Creating a pipeline.yaml file#

We will start by creating a pipeline.yaml file in the movie-rec-system folder. This file will contain the steps of our pipeline. We will also add a products folder.

mini-projects
├──movie-rec-system
├──├── pipeline.yaml
├──├── pyproject.toml
├──├── README.md
├──├── etl
├──│   └── extract.py
├──├── products
├──└── tests
├──│       └── __init__.py
├──└── .env

The pipeline.yaml file will be structured as follows:

tasks:
  - source: movie_rec_system/etl/extract.py
    product:
      nb: movie_rec_system/products/extract-pipeline.ipynb
      data: movies_data.duckdb

To execute the pipeline, we will use the ploomber build command. We will execute this command from the movie-rec-system folder.

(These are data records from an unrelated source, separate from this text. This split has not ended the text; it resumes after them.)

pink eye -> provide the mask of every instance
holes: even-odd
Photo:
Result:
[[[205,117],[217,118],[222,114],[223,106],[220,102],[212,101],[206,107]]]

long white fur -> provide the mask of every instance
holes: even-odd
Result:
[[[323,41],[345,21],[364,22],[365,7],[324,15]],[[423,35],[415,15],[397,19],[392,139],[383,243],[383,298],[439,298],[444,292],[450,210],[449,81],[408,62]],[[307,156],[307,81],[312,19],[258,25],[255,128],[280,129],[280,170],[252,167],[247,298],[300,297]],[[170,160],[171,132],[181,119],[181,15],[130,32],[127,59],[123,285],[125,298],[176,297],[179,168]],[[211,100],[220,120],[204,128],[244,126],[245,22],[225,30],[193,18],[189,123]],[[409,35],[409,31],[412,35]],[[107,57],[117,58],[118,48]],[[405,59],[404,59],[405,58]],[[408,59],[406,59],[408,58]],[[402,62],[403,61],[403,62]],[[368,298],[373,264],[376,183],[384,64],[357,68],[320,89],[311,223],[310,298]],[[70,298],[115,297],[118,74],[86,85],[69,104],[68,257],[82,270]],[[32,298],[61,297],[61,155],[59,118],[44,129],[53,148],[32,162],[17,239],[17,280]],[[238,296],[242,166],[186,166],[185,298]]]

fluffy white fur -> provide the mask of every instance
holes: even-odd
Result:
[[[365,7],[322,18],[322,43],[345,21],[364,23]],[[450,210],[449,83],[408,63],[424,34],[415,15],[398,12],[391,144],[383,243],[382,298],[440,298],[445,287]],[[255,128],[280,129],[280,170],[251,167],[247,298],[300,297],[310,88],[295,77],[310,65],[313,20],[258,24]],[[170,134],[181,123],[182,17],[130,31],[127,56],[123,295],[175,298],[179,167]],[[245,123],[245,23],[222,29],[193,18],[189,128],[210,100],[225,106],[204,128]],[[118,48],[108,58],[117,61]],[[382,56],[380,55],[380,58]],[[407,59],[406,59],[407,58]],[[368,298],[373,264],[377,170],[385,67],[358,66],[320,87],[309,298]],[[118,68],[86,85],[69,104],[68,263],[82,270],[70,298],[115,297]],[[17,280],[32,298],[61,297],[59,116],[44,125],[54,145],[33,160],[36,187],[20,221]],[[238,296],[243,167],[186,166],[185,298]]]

cd mini-projects/movie-rec-system
poetry run ploomber build

This should show

Loading pipeline...
Notebook movie_rec_system/etl/extract.py is missing the parameters cell, adding it at the top of the file...
Executing: 100%|███████████████████████████████████████████████████████████████████████████████████████████████████| 10/10 [00:12<00:00,  1.26s/cell]
name     Ran?      Elapsed (s)    Percentage
-------  ------  -------------  ------------
extract  True          12.5755       50.9231

The resulting folder structure should look like this:

mini-projects
├──movie-rec-system
├──├── movies_data.duckdb
├──├── movies_data.duckdb.wal
├──├── .movies_data.duckdb.metadata
├──├── pipeline.yaml
├──├── pyproject.toml
├──├── README.md
├──├── etl
├──│   └── extract.py
├──│   └── eda.ipynb
├──├── products
├──     └── extract-pipeline.ipynb
├──     └── .extract-pipeline.ipynb.metadata
├──└── tests
├──│       └── __init__.py
├──└── .env

The .metadata files are created by Ploomber and can be ignored. The .wal file is a write-ahead log file created by DuckDB. It can also be ignored. Within products, the extract-pipeline.ipynb file is the Jupyter notebook that was created by Ploomber, this notebook will contain a trace back of the execution.

Summary#

In this blog, we learned how to extract data from an API and store it into a DuckDB instance. We also learned how to handle errors and check if tables exist in a DuckDB instance. In the next blog, we will learn how to use Jupyter notebooks to perform exploratory data analysis on the data we have extracted. Our focus is going to be to perform exploratory data analysis and data wrangling using SQL.